The Investment Funds Institute of Canada has told Canadian regulators that its members are ready to discuss a plan to extend disclosure requirements to encompass the full Management Expense Ratio (MER) of investment funds, announced IFIC April 25.

In a letter dated April 21, 2017, IFIC requested to meet with regulators. This letter was addressed to Louis Morisset, chair of the Canadian Securities Administrators (CSA), and to the heads of the Mutual Fund Dealers Association (MFDA) and Investment Industry Regulatory Organization of Canada (IIROC).

Widespread agreement among regulators

“There is widespread agreement among regulators, investor advocates and the industry that CRM2 is a significant step forward in investor disclosure,” says Paul C. Bourque, IFIC president and CEO. “One of the early successes of CRM2 is that client-advisor discussions are generating more questions about the full MER. Our members now are ready and willing to turn their attention to CRM3.”

As a response to a proposal made by the MFDA in 2015 to provide investors a personalized report of what the investor paid to the fund manager, IFIC supported expanded disclosure.
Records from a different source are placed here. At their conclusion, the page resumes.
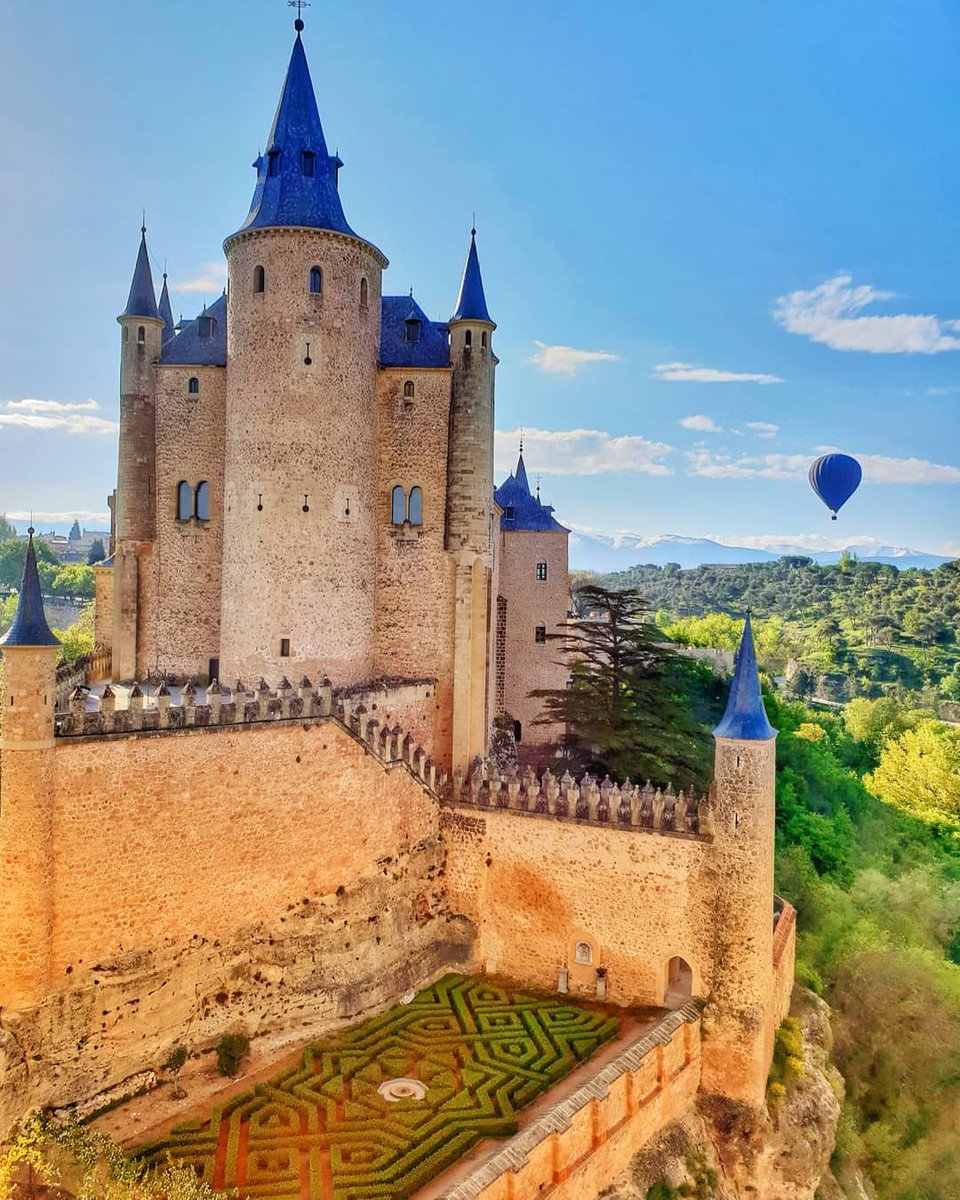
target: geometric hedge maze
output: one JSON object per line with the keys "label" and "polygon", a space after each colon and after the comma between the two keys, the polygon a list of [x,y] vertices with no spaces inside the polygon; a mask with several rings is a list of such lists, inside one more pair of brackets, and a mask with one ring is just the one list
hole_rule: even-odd
{"label": "geometric hedge maze", "polygon": [[[250,1200],[402,1200],[481,1138],[515,1133],[524,1104],[618,1031],[575,1004],[446,976],[140,1156],[192,1165]],[[379,1094],[402,1078],[425,1099]]]}

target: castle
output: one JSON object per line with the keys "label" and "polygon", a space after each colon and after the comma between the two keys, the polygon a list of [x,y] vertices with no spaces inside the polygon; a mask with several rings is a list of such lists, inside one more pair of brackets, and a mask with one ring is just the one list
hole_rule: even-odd
{"label": "castle", "polygon": [[32,536],[0,647],[0,1126],[450,968],[679,1009],[658,1094],[760,1104],[794,930],[749,620],[707,796],[484,766],[546,736],[566,530],[522,454],[494,492],[475,236],[446,324],[380,295],[301,30],[227,294],[175,328],[142,234],[97,654],[58,671]]}

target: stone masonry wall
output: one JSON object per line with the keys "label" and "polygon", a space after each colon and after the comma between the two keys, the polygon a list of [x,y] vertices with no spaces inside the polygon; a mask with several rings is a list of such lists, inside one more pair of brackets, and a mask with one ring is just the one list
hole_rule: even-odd
{"label": "stone masonry wall", "polygon": [[[406,384],[413,397],[404,397]],[[377,380],[377,590],[374,673],[437,680],[428,742],[401,718],[433,757],[450,763],[454,674],[454,563],[444,550],[450,371],[383,370]],[[424,494],[420,527],[391,522],[395,486]],[[426,733],[426,731],[424,731]]]}

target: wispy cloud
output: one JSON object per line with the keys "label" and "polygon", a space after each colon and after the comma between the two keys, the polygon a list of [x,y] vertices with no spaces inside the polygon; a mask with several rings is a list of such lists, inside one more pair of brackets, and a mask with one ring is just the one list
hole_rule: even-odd
{"label": "wispy cloud", "polygon": [[174,292],[199,292],[209,295],[211,292],[222,292],[227,284],[226,263],[202,263],[200,274],[192,280],[182,280],[180,283],[172,283]]}
{"label": "wispy cloud", "polygon": [[[834,448],[818,446],[827,451]],[[688,474],[707,479],[803,479],[812,455],[766,454],[734,456],[714,450],[688,450]],[[960,484],[960,467],[925,458],[890,458],[858,454],[866,484]]]}
{"label": "wispy cloud", "polygon": [[790,334],[834,350],[869,354],[940,354],[960,350],[960,322],[926,314],[863,317],[869,305],[893,300],[893,292],[869,284],[853,287],[850,275],[835,275],[809,292],[791,292],[773,304],[774,319]]}
{"label": "wispy cloud", "polygon": [[617,362],[619,354],[610,350],[578,350],[574,346],[548,346],[546,342],[534,342],[536,353],[527,359],[547,374],[575,376],[589,362]]}
{"label": "wispy cloud", "polygon": [[718,371],[696,362],[658,362],[653,379],[665,383],[782,383],[780,376],[761,374],[755,371]]}
{"label": "wispy cloud", "polygon": [[680,425],[685,430],[696,430],[697,433],[722,433],[724,428],[718,425],[712,416],[697,414],[695,416],[682,416]]}
{"label": "wispy cloud", "polygon": [[[523,455],[530,472],[545,475],[671,475],[664,462],[673,446],[638,434],[613,437],[602,430],[523,430]],[[516,463],[520,430],[497,430],[498,473]]]}
{"label": "wispy cloud", "polygon": [[38,432],[115,434],[116,421],[94,415],[97,412],[100,404],[95,400],[77,403],[32,398],[0,401],[0,426],[13,425]]}
{"label": "wispy cloud", "polygon": [[752,430],[758,438],[775,438],[780,432],[780,426],[773,421],[748,421],[746,428]]}

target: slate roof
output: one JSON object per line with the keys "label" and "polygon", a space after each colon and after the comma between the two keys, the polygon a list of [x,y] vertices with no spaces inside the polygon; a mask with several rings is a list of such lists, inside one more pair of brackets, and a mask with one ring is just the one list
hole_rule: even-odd
{"label": "slate roof", "polygon": [[[304,151],[314,156],[312,175],[304,174]],[[253,166],[257,186],[241,229],[306,226],[356,236],[343,216],[337,191],[337,168],[343,164],[326,149],[299,30],[266,150]]]}
{"label": "slate roof", "polygon": [[[204,318],[210,319],[209,336],[202,337]],[[227,366],[227,296],[215,300],[194,320],[180,323],[180,332],[163,343],[160,352],[162,364],[181,364],[198,367]]]}
{"label": "slate roof", "polygon": [[154,292],[154,276],[150,271],[150,256],[146,253],[146,229],[140,228],[140,248],[137,252],[137,265],[133,268],[133,281],[130,284],[127,306],[121,317],[152,317],[160,320],[157,298]]}
{"label": "slate roof", "polygon": [[47,624],[43,612],[43,598],[40,594],[40,575],[37,572],[37,552],[34,550],[34,530],[26,542],[26,557],[23,560],[23,578],[20,594],[17,599],[17,612],[13,624],[0,637],[0,646],[59,646],[60,642]]}
{"label": "slate roof", "polygon": [[[418,341],[407,338],[407,322],[420,322]],[[446,325],[431,320],[409,296],[380,299],[380,366],[449,367],[450,341]]]}
{"label": "slate roof", "polygon": [[713,731],[715,738],[736,738],[742,742],[768,742],[776,737],[776,730],[767,718],[763,696],[760,691],[757,656],[754,650],[754,631],[750,613],[743,623],[743,636],[733,664],[733,682],[724,718]]}
{"label": "slate roof", "polygon": [[556,529],[563,533],[570,532],[553,516],[552,504],[541,504],[540,497],[530,493],[522,450],[517,460],[517,469],[500,484],[493,493],[493,499],[504,510],[500,517],[500,529],[539,533]]}

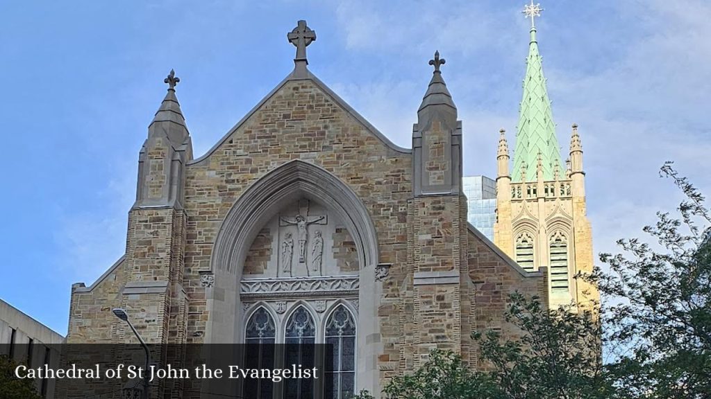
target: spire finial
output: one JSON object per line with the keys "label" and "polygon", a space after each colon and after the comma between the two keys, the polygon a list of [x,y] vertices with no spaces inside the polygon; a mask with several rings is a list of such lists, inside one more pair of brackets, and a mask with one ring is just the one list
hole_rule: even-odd
{"label": "spire finial", "polygon": [[287,34],[287,38],[296,47],[296,58],[294,59],[294,62],[304,61],[308,64],[306,46],[316,40],[316,32],[306,26],[306,21],[301,20],[296,23],[296,27]]}
{"label": "spire finial", "polygon": [[580,135],[577,132],[577,124],[573,124],[573,131],[570,135],[570,151],[582,151],[582,144],[580,143]]}
{"label": "spire finial", "polygon": [[498,136],[498,154],[497,156],[508,156],[508,142],[506,141],[506,131],[501,129],[498,131],[501,136]]}
{"label": "spire finial", "polygon": [[171,70],[171,73],[168,74],[168,77],[163,80],[164,83],[168,84],[169,90],[175,90],[176,84],[180,82],[180,78],[176,77],[176,71]]}
{"label": "spire finial", "polygon": [[526,16],[526,18],[531,18],[531,28],[535,28],[534,18],[537,16],[540,16],[540,12],[542,11],[543,9],[540,8],[540,3],[534,4],[533,0],[531,0],[530,4],[526,4],[523,6],[522,12]]}
{"label": "spire finial", "polygon": [[434,59],[429,60],[429,65],[434,66],[434,73],[437,73],[440,72],[439,67],[444,65],[446,62],[444,58],[439,58],[439,50],[437,50],[434,52]]}

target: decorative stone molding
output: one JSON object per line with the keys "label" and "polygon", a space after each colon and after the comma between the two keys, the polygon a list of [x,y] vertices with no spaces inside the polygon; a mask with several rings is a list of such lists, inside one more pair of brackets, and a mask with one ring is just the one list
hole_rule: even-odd
{"label": "decorative stone molding", "polygon": [[343,297],[358,295],[357,275],[337,277],[296,277],[289,278],[250,278],[240,283],[242,297]]}
{"label": "decorative stone molding", "polygon": [[458,283],[459,283],[459,273],[456,270],[417,272],[415,273],[412,282],[415,285],[456,284]]}
{"label": "decorative stone molding", "polygon": [[277,311],[277,313],[281,315],[287,311],[287,302],[283,300],[280,300],[274,304],[274,310]]}
{"label": "decorative stone molding", "polygon": [[375,266],[375,281],[383,281],[390,274],[392,263],[380,263]]}
{"label": "decorative stone molding", "polygon": [[314,309],[319,313],[326,312],[326,300],[319,300],[314,302]]}
{"label": "decorative stone molding", "polygon": [[210,271],[201,271],[200,285],[203,288],[211,288],[213,287],[215,285],[215,275]]}

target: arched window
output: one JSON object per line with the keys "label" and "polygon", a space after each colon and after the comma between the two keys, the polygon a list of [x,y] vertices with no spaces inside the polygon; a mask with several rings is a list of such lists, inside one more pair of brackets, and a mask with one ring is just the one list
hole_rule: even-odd
{"label": "arched window", "polygon": [[[264,307],[250,317],[245,332],[245,366],[249,368],[274,368],[274,343],[277,329],[274,319]],[[272,399],[274,384],[267,379],[245,379],[245,398]]]}
{"label": "arched window", "polygon": [[329,346],[326,349],[324,398],[350,398],[356,390],[356,322],[342,305],[326,322],[326,344]]}
{"label": "arched window", "polygon": [[[301,365],[304,369],[314,367],[314,341],[316,323],[311,313],[299,306],[287,322],[286,354],[284,366]],[[289,378],[285,380],[284,398],[287,399],[311,399],[314,398],[314,382],[311,378]]]}
{"label": "arched window", "polygon": [[559,232],[550,239],[550,290],[567,293],[568,289],[568,243]]}
{"label": "arched window", "polygon": [[528,233],[516,239],[516,263],[526,271],[533,271],[533,238]]}

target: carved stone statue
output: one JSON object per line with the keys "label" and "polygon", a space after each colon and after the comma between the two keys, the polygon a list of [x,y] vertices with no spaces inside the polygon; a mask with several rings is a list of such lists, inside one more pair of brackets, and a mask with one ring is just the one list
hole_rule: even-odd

Additionally, IFIC suggested that research into investor and advisor responses to CRM2 would help direct further disclosure.

Will take time to design and implement

Though the results of the CSA’s research on CRM2 won’t be known for some years, the industry suggests moving ahead with the development of CRM3. “CRM3 will take some time to design and implement and regulators can absorb and incorporate learnings from CRM2 as we work through new CRM3 rules together,” Bourque says.